Chibhal was a princely state founded by a cadet branch of the Katoch Rajputs of Kangra in 1400.

History
Chibhal's first ruler was Raja Partab chand Katoch, who was the youngest son of Raja Megh chand Katoch of Kangra. Chibhal was also known to Timur's historians under the name Jibhal. The territory of Chibhal originally  included upper the hill region bordering Hazara.

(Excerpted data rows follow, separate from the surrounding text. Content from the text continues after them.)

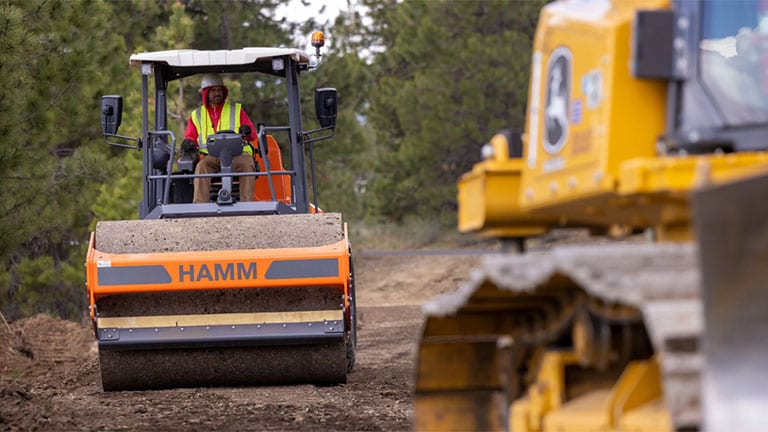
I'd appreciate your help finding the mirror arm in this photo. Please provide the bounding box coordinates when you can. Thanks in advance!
[104,134,142,150]
[301,125,336,144]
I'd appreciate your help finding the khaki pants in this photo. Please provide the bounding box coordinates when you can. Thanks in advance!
[194,153,256,203]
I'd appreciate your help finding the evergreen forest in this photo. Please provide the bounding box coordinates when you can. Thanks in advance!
[0,0,545,321]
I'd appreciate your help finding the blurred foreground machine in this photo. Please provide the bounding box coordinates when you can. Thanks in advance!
[414,1,768,431]
[86,34,356,390]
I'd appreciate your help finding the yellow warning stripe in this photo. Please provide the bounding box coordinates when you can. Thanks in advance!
[97,310,344,328]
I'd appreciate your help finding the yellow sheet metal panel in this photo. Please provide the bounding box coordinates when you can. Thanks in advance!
[458,159,553,237]
[521,1,668,214]
[416,336,509,393]
[543,390,612,432]
[413,391,507,432]
[97,310,344,328]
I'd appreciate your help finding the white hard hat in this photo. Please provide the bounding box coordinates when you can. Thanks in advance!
[200,74,224,90]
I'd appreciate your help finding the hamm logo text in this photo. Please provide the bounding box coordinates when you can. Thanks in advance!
[179,262,256,282]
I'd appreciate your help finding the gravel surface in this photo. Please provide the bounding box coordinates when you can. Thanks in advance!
[95,213,344,253]
[0,251,479,431]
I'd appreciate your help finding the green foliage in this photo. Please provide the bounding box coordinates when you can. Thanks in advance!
[0,0,125,316]
[369,0,543,221]
[0,0,544,319]
[0,253,86,320]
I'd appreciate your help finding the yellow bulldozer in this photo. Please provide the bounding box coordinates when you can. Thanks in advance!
[86,32,357,390]
[414,0,768,432]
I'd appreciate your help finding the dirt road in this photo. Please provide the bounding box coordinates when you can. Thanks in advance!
[0,255,479,431]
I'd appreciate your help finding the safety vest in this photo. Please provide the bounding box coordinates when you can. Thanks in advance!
[192,103,253,155]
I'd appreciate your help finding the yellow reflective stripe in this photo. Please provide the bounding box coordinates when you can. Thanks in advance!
[192,103,253,155]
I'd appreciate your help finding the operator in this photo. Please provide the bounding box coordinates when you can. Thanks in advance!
[181,74,256,203]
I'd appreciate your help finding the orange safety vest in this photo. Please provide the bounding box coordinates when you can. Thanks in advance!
[192,103,253,156]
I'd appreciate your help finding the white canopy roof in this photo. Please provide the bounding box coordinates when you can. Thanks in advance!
[130,48,309,67]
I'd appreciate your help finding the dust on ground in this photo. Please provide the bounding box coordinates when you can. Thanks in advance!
[0,251,479,431]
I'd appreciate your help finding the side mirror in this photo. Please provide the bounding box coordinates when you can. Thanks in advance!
[101,95,123,135]
[315,88,339,128]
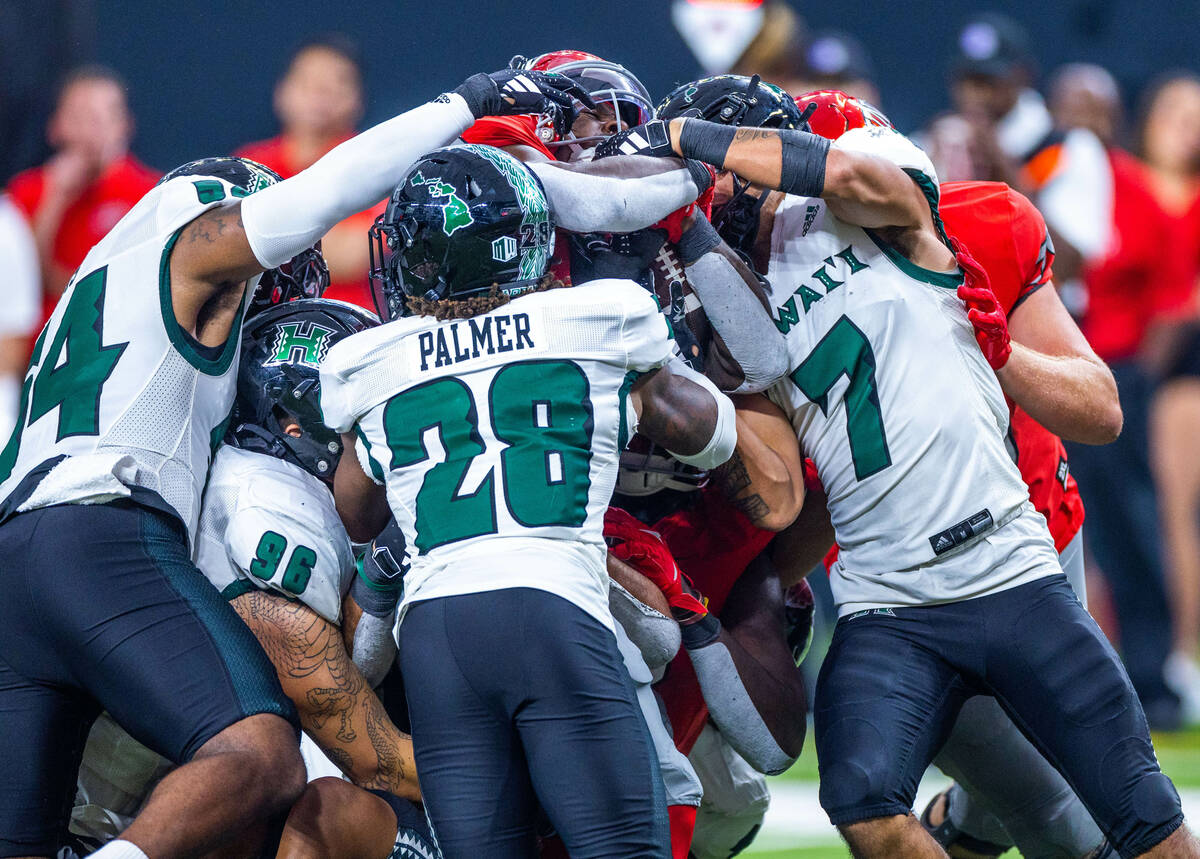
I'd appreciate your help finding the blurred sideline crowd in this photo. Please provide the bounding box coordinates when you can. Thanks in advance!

The inhabitants of the state were known as Chibhalis. The northern barrier of India, a popular account of the Jammu and Kashmir territories by Frederic Drew 1877, page 30–31. Chibs who ruled this princely state are the direct descendants of Raja Chib Chand Katoch from whom the term Chib, Chibhan and Chibhal are derived. In 1822, the state's territories were reduced to no more than twenty five kilometres due to invasions from the Sikh Empire. The state was then referred to as the state of Bhimber. At that time it included the towns of Bhimber, Samhani and Mangal Devi. The Chibhalis were known to fiercely resist the Sikhs. They were seen as a threat by Maharaja Ranjit Singh and then son of Maharaja Ranjit Singh i.e. Prince Kharak Singh called Maharaja of Chibhal to Jammu to sign a peace treaty but there the Maharaja was putted in jail, his kingdom was invaded and annexed into the Sikh Empire.

Forts

 Bhagsar Fort Bhimber.
 Ramkort Fort, Mangla Dam.
 Throchi Fort Kotli.
 Mangla Fort, Mangla
 Barnad Fort, Sehnsa

Jagir-Shahdara near Lahore

After the giving over of Jammu and Kashmir to Maharaja Gulab Singh, it became necessary to take measures for the protection and maintenance of the minor hill chiefs, who, much against their will had been included in the “properties” forming part of the contract. The matter was arranged in 1847 by        Sir Henry Lawrence, Agent and Resident at Lahore, on the one part, and by Diwan Jwala Sahai, the Maharaja's Minister, on the other. It was agreed that such of the chiefs as elected to settle in British territory should receive perpetual pensions, amounting in the aggregate to Rs., 42,800 annually; the Maharaja ceding to, the British Government the ilaka of Sujanpur, part of Pathankot, and certain lands between the Beas and Chaki rivers north of Gurdaspur in satisfaction of the demands, which were to be met from the British treasuries. The Raja Faiz Talib Khan, styled as Bhimbarwala  by Sir Henry Lawrence, was allowed hereunder a cash pension of Rs. 10,000 per annum, the same being declared perpetual in his family, to be enjoyed undivided by one individual at a time. This arrangement did not of course please Faiz Talib, who thus found himself invested with a small pension in lieu his patrimony. But who was obliged to accept what had been fixed for him by Sir Henry Lawrence, as there was no hope of getting better terms from the Maharaja. He took up his abode at Shahdara near Lahore; and be it recorded to his credit that he and his relatives have ever since proved themselves thoroughly loyal to the new Power.